Traduction partielle de l’article de Britta Sandberg dans Der Spiegel du 07.03.2020

A plusieurs centaines de kilomètres au Nord de Perpignan, par un froid samedi matin de février, Violette Spillebout distribue des tracts sur un marché. Elle a 46 ans et est la candidate de La République en Marche. Et c’est bien là son problème. Sa liste a beau s’appeler « Faire respirer Lille », sa proximité avec le gouvernement lui colle à la peau. Le parti fondé pour permettre à Emmanuel Macron d’accéder au pouvoir souffre de devoir porter la responsabilité de la politique menée par l’Elysée. « Votre campagne électorale, je la trouve bien » dit un homme à un stand vendant des huîtres. « Mais mon problème, c’est que vous faites cause commune avec  Emmanuel Macron ». 

Pendant 12 ans, Violette Spillebout a été une proche collaboratrice de la maire socialiste Martine Aubry jusqu’à ce qu’elle quitte la mairie en 2013. Elle veut empêcher Martine Aubry, fille de l’homme politique Européen Jacques Delors, d’obtenir un quatrième mandat de maire. Au bout de 19 ans, l’équipe de Martine Aubry à la mairie est fatiguée et est dans l’auto-satisfaction, dit-elle. De plus, elle a le contrôle sur l’attribution des postes et des subventions dans une grande partie de la ville. 

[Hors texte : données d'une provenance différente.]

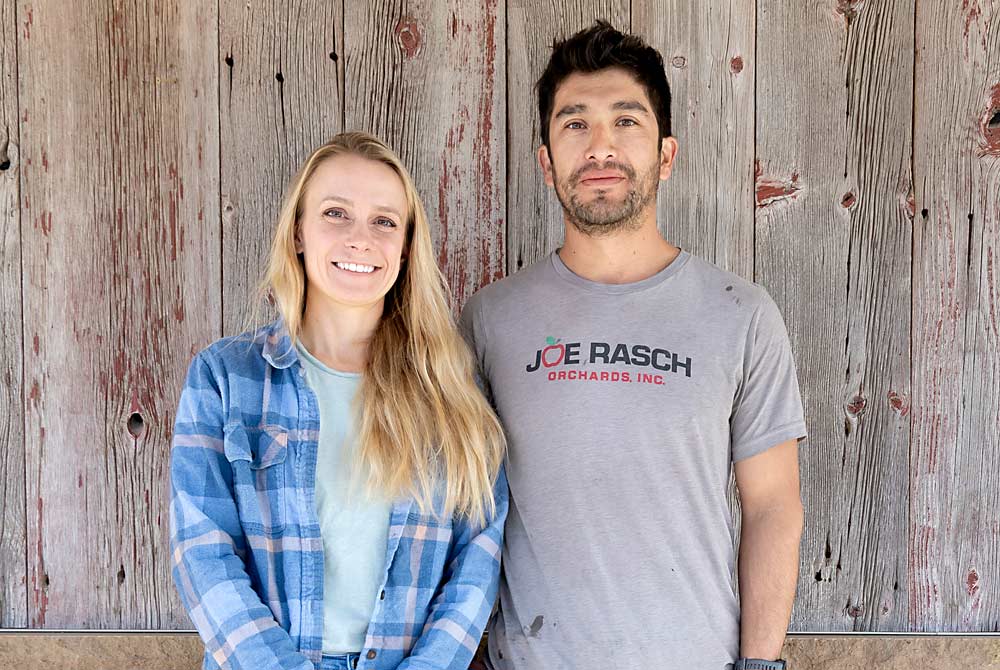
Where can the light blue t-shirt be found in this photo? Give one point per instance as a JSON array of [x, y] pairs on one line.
[[354, 525]]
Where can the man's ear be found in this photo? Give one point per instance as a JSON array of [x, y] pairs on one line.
[[545, 162], [668, 154]]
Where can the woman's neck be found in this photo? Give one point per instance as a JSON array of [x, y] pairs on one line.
[[338, 335]]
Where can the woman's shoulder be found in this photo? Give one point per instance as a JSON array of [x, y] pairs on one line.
[[249, 350]]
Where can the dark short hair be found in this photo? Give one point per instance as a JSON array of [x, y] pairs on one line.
[[597, 48]]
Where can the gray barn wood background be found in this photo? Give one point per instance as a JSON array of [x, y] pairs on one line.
[[843, 153]]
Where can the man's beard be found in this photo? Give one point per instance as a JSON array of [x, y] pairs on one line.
[[601, 216]]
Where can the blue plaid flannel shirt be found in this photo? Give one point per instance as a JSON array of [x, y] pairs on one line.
[[245, 540]]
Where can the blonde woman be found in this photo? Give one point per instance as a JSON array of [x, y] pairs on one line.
[[338, 500]]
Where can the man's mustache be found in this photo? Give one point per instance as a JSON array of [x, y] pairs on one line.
[[581, 173]]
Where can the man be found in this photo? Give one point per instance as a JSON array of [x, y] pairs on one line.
[[629, 375]]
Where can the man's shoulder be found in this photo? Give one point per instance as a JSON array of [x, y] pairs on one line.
[[713, 279]]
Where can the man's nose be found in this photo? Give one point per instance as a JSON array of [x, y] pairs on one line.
[[601, 147]]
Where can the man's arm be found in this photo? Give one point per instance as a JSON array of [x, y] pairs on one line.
[[772, 516]]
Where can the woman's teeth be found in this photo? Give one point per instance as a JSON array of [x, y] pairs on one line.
[[355, 267]]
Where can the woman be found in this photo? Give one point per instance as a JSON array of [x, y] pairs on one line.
[[337, 495]]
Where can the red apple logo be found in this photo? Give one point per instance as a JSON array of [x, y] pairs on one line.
[[554, 348]]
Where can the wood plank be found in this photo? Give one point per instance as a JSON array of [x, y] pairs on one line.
[[281, 91], [533, 211], [13, 580], [833, 248], [429, 79], [121, 285], [708, 50], [954, 548]]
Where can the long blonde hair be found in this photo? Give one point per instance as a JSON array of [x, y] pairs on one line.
[[424, 427]]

Tous les samedis, Violette Spillebout se rend sur deux à trois marchés, puis elle enchaîne avec un rendez-vous fixe dans son local de campagne, un apéritif avec les bénévoles de son équipe. Ensuite, elle continue sa campagne avec les associations sportives, les groupes de jeunes, le porte à porte. Depuis des semaines, elle assume quatre à cinq rendez-vous par jour. Pour le soir, elle a inventé la formule « Dîner entre amis » : les hôtes invitent jusqu’à 15 amis, elle vient et répond aux questions concernant son programme. 

C’est ainsi qu’elle a progressé dans les sondages de 5 à tout juste 20% – trop peu pour battre Martine Aubry, mais pas mal pour une première candidature dans des conditions difficiles. 

Récemment, Violette Spillebout a dû déposer plainte, ses meetings de campagne étant régulièrement perturbés par des représentants du parti de gauche « La France insoumise » qui protestent contre la réforme des retraites du gouvernement. Elle n’a pas encore fait remplacer les vitres cassées de son local de campagne, elles risquent d’être à nouveau saccagées dans les jours qui viennent, dit-elle. 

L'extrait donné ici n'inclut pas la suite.